The past few years have again confirmed that the Indo-Pacific region, where over half of the earth’s population resides, is highly exposed to climate and other hazards. For decades, the sea levels have risen at a faster rate than any other country in the world. What was in 2020 a 1-in-100-year extreme flood is now an annual event in many parts of the country, regularly forcing large proportions of Indonesia’s 310 million people to move. Most remain within Indonesia’s borders, but some join the tens of millions of similarly displaced people across the region seeking refuge in other countries. One Pacific island country moved its entire population to Australia last January.
Much of South Asia and Southeast Asia is highly exposed to El Niño and La Niña events. Both phenomena are becoming more severe. The current La Niña is intensifying, causing record flooding in places that are still recovering from the extreme heat, drought and food security shocks from last year’s El Niño and the devastating 2032 crisis. It is unlikely that humanitarian aid from outside the region will be available, as another crisis has already occurred. Atmospheric blockingEvent related to the disrupted jet stream has emerged. It’s causing record-setting extreme heat and fires across North America and much of Europe. The same Blocking event is simultaneously affecting the South Asian subtropical monsoon, triggering extreme flooding in parts of the subregion that might otherwise have escaped La Niña–driven inundation.

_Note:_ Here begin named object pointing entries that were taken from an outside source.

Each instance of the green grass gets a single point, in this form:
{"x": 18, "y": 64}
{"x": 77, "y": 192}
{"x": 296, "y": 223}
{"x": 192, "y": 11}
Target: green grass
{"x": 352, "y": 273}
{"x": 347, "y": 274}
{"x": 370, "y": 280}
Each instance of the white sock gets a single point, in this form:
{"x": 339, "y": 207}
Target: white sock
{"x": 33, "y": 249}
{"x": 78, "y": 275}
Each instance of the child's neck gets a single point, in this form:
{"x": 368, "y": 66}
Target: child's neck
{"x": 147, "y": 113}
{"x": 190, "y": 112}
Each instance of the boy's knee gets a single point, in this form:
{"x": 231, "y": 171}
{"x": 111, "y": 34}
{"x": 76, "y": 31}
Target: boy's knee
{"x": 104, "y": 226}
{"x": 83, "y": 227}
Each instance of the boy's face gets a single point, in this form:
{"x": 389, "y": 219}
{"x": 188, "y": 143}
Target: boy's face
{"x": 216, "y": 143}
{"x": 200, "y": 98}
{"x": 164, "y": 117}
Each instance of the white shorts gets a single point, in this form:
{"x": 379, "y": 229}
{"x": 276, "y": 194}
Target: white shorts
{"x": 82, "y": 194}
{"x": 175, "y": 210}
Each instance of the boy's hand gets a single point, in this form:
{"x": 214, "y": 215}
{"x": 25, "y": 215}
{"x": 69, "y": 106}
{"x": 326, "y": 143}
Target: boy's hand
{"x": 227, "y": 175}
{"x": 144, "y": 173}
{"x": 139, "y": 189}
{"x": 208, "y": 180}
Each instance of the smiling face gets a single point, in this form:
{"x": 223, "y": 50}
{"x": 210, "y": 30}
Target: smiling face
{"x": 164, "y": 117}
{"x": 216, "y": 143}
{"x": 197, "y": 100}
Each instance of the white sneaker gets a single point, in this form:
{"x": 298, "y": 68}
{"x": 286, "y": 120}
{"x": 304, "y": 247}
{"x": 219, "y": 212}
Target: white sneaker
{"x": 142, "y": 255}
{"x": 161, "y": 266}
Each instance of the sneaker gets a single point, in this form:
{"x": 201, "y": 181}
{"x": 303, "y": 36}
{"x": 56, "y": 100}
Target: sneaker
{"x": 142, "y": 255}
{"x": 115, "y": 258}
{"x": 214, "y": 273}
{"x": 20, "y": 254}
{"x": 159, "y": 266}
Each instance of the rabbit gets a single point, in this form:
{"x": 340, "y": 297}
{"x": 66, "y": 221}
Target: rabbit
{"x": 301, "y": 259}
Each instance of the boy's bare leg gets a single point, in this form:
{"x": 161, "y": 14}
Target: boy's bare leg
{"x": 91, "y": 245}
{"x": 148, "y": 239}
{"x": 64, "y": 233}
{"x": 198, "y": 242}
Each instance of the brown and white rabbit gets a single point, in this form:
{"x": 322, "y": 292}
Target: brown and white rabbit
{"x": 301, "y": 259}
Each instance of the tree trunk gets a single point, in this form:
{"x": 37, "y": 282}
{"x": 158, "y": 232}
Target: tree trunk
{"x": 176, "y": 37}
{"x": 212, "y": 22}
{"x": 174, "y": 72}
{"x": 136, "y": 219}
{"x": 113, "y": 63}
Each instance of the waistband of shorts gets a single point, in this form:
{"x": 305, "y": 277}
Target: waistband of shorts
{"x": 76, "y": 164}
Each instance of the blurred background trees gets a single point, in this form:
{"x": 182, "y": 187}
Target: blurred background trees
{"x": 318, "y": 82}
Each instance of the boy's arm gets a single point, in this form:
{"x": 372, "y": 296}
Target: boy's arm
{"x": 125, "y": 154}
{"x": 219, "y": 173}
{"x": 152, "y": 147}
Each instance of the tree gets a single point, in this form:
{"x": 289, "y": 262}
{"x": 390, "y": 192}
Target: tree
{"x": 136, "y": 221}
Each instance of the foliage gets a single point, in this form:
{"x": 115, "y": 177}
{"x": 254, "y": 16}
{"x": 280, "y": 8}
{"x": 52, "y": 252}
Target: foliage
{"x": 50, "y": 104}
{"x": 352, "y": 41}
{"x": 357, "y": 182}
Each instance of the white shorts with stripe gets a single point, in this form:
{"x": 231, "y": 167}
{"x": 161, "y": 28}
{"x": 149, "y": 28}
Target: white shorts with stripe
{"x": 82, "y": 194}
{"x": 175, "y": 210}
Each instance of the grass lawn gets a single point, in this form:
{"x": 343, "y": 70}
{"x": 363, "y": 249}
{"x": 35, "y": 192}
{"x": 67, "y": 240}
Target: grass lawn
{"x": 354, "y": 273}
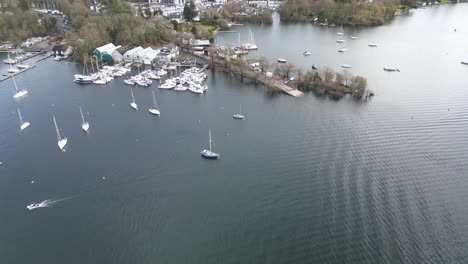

ASEAN, Pacific Islands Forum, and the multilateral developmental banks have increased their efforts over two decades to meet the diverse economic, political, security, and humanitarian challenges posed by the warming environment. In the Pacific, for example, they’ve been instrumental in building climate resilience and relocating island communities displaced by the rising sea and stronger cyclones. Their efforts are often overwhelmed by the magnitude of climate hazards and their cumulative impacts.
The latest scientific assessment by the Intergovernmental Panel on Climate Change suggests that the rapid transition to renewables and recent more ambitious political action are likely to keep warming below 2.5°C, thereby diminishing the risk of crossing additional dangerous climate thresholds.